Shane Clanton in His Special Georgia Bulldogs Paint Scheme (Image Credit: Split Second Sports)
Marshall Green owns a machine shop and assists his in-laws in the operation of Dixie Speedway in Woodstock, Ga., suggested last summer that he and Clanton should work together on a car and Clanton was intrigued. Clanton has enjoyed plenty of success with his Ronnie Dobbins-owned Rocket cars; including a triumph in the 2008 World 100 at Ohio’s Eldora Speedway, but his increasingly deep conversations with Green convinced him that a partnership might just be for the best. “I’ve known Marshall for a while, but about a year-and-a-half ago we crossed paths when I went to Dixie a couple times and we started talking more,” said Clanton, who built his own cars when he ran Limited Late Models early in his career and also briefly drove GRT chassis before connecting with Rocket. “About halfway through last year he said, ‘Why don’t we build a race car?’ The main thing is I’ve never been able to do to my Rocket car what all of the so-called Rocket people are doing. I’ve always done something a little bit different, basically because of my driving style. Me and Marshall talked about that, and we saw that his setup book versus my setup book look real similar as far as things we’ve done for different track conditions, so things kind of evolved from there. We got to talking about how we do different things than most people in the country, so we figured, Why not get together and build a car ourselves?”

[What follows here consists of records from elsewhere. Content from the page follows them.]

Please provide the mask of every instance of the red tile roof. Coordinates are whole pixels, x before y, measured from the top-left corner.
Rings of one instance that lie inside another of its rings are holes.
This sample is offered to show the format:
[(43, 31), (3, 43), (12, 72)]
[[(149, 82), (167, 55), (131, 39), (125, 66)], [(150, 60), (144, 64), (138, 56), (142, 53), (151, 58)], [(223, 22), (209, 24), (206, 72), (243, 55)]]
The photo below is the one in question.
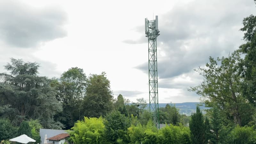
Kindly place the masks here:
[(47, 140), (59, 141), (60, 140), (61, 140), (68, 137), (69, 136), (70, 136), (70, 135), (68, 133), (63, 133), (47, 139)]

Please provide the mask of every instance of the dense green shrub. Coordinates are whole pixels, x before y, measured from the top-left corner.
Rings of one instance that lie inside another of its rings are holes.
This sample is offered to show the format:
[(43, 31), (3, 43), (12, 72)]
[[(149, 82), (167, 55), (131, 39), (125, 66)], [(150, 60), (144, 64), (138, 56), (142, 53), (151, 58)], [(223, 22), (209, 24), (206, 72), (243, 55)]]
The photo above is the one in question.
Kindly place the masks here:
[(166, 124), (159, 131), (157, 143), (191, 143), (189, 132), (188, 127)]
[(0, 141), (13, 138), (16, 135), (17, 129), (8, 119), (0, 119)]
[(22, 134), (26, 134), (29, 137), (32, 137), (31, 129), (27, 121), (23, 121), (22, 122), (17, 132), (17, 136)]
[(119, 111), (114, 111), (107, 114), (104, 123), (105, 143), (127, 143), (129, 139), (127, 135), (131, 125), (129, 119)]
[(252, 127), (236, 126), (228, 134), (228, 143), (233, 144), (256, 143), (256, 131)]
[(83, 121), (75, 123), (73, 131), (69, 131), (69, 140), (75, 144), (102, 143), (102, 135), (105, 126), (103, 118), (84, 117)]

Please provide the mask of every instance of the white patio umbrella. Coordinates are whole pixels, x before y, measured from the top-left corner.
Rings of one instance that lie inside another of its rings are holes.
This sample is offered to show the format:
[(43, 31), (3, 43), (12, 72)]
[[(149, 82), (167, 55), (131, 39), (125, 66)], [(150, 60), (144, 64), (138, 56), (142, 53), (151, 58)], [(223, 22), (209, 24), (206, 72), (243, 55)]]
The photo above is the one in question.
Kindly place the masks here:
[(45, 144), (47, 143), (47, 135), (45, 134), (45, 135), (44, 136), (44, 143)]
[(9, 140), (25, 144), (28, 143), (29, 142), (36, 142), (36, 140), (28, 137), (26, 134), (22, 134), (18, 137)]

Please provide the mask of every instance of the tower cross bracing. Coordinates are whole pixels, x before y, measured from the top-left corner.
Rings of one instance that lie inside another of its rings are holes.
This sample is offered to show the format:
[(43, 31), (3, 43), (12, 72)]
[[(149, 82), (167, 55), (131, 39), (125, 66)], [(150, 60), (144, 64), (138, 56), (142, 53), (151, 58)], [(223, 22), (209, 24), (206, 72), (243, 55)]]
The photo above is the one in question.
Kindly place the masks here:
[(158, 129), (159, 124), (156, 38), (160, 35), (159, 32), (157, 16), (156, 16), (155, 20), (152, 20), (145, 19), (145, 33), (148, 40), (149, 112)]

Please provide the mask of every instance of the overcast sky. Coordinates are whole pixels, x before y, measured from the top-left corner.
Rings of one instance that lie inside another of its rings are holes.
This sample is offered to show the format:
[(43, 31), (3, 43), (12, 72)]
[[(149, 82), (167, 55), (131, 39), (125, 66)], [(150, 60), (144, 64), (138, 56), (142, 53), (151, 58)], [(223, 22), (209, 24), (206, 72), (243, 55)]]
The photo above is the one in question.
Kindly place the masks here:
[(49, 78), (105, 71), (114, 97), (133, 102), (148, 102), (145, 18), (158, 16), (159, 102), (180, 103), (200, 101), (187, 90), (202, 81), (193, 69), (237, 49), (243, 19), (256, 14), (253, 0), (63, 1), (0, 0), (0, 72), (11, 57)]

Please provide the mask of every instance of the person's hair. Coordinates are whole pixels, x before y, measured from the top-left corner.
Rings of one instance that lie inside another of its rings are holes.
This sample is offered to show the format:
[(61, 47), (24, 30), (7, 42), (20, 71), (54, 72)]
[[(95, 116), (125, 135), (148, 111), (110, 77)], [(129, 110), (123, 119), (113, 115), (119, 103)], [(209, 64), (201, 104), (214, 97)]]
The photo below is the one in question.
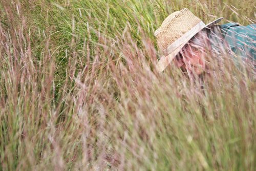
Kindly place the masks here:
[(188, 42), (191, 46), (196, 48), (205, 49), (207, 46), (208, 37), (206, 31), (202, 30), (194, 36)]

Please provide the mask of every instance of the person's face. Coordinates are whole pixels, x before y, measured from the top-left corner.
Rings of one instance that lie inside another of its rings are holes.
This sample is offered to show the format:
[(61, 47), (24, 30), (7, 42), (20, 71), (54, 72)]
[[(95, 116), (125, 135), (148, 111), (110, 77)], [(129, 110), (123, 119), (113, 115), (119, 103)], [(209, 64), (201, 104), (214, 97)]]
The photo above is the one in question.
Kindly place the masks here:
[(174, 59), (175, 65), (183, 71), (202, 74), (205, 69), (204, 51), (188, 44), (181, 51)]

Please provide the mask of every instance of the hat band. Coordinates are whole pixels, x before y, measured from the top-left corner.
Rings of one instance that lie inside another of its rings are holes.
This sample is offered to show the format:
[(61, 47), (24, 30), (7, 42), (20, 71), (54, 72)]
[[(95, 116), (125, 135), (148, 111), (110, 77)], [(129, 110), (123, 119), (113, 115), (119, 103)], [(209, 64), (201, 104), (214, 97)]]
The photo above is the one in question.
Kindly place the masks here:
[(189, 31), (183, 34), (173, 43), (169, 45), (166, 49), (163, 50), (164, 55), (168, 55), (175, 49), (178, 48), (181, 45), (184, 43), (186, 41), (188, 41), (190, 39), (191, 39), (191, 38), (195, 36), (196, 34), (205, 28), (205, 24), (202, 21), (198, 23), (198, 24), (191, 28)]

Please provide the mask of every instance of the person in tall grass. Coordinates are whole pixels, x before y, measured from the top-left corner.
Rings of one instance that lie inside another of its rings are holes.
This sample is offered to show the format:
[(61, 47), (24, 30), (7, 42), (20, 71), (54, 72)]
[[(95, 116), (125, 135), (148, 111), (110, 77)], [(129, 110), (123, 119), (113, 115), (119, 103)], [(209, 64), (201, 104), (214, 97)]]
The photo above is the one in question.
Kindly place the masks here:
[(169, 15), (155, 32), (164, 54), (157, 70), (164, 71), (173, 61), (183, 71), (200, 75), (206, 70), (209, 52), (227, 51), (237, 60), (240, 56), (243, 61), (255, 62), (256, 25), (216, 25), (223, 18), (205, 25), (187, 8)]

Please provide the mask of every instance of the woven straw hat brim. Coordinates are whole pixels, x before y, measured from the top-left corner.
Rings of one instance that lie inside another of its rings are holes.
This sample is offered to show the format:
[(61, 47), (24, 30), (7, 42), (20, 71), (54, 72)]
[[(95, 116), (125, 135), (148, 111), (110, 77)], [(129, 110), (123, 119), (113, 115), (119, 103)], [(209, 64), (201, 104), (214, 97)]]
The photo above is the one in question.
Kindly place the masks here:
[(169, 64), (172, 62), (172, 61), (174, 59), (175, 56), (178, 54), (178, 53), (181, 50), (182, 48), (197, 33), (199, 32), (200, 31), (208, 27), (211, 25), (215, 25), (219, 22), (220, 22), (223, 17), (219, 18), (214, 21), (205, 25), (202, 28), (199, 29), (195, 32), (191, 34), (187, 35), (186, 37), (184, 37), (184, 39), (182, 42), (181, 41), (181, 45), (175, 50), (172, 51), (172, 52), (168, 54), (167, 55), (163, 55), (160, 58), (160, 59), (158, 61), (156, 66), (156, 69), (158, 72), (161, 72), (164, 70), (164, 69), (169, 65)]

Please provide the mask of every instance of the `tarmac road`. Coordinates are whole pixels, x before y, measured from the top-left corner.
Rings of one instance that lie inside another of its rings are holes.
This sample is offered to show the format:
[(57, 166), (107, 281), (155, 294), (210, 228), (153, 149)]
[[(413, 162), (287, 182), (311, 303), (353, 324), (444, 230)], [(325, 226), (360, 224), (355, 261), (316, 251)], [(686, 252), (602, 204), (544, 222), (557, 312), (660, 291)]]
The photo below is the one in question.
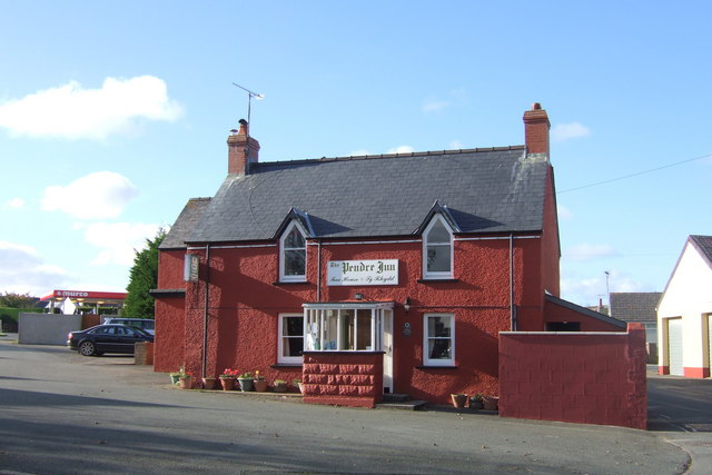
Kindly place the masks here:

The construction of their first dirt Late Model which they are calling Capital Race Cars Chassis began in Green’s shop last July. Progress was slow but steady before picking up after Clanton’s racing schedule ended in November, and Clanton will head to Volusia with two of the cars in his team’s trailer. “It’s been an ongoing process because with me racing I couldn’t go up there (to Green’s shop at Dixie Speedway) all the time,” said Clanton. “I’ve been involved every step of the way – everything from the first piece of tubing ordered to where it is today. You’re always out to better yourself, and that’s what I think I can do with this deal. We feel like we’ll be able to better ourselves by being able to change things on the jig. If we want to move something a half-inch or so, we got a jig right here now to do it versus having to cut a Rocket apart and change something here or change something there that we want to try. I’m real excited to get started,” concluded Clanton, who noted that while he’s on the road this year Green will be in the shop building more cars, bumpers and other necessary pieces. “I can’t wait for the first race at Volusia. We’ve worked hard to be in the position we are, so hopefully everything works out and we’ll contend for a (WoO LMS) championship.” Clanton will look to find victory lane in his new chassis in 2011.